Future directions include integrating adaptive optics to correct system/sample-induced aberrations, multi-view deconvolution to further enhance resolution, axially swept/thinner light sheets to boost axial resolution (with duty-cycle considerations), expanding to additional view angles, and applying smart microscopy and machine learning to improve imaging adaptivity and data processing.

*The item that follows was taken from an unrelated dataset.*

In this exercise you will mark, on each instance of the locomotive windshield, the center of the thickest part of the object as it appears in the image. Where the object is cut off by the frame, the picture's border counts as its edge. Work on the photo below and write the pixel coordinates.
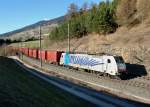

The methods may generalize to other OPM variants and light-sheet modalities and are well-suited for organoids and cleared tissues.
Limitations
- Residual system aberrations, largely from the primary objective, tilt and broaden the PSF; adaptive optics could improve correction.
- Galvo-only scanning degrades beyond ~300 µm; LS3 mitigates motion blur and range limits but overall speed remains bounded by camera performance and fluorophore brightness.
- Axial resolution could be improved with thinner or axially swept light sheets, but this reduces excitation duty cycle and may limit long-term live imaging suitability.
- Fusion currently relies on content-aware blending; multi-view deconvolution could further enhance resolution at added computational cost.
- Long-term imaging stability can be affected by occasional spontaneous embryo movements; effective immobilization protocols are required.
- Dual-view implementation is limited to two opposing orientations (±45°); additional angles could offer further coverage at increased complexity.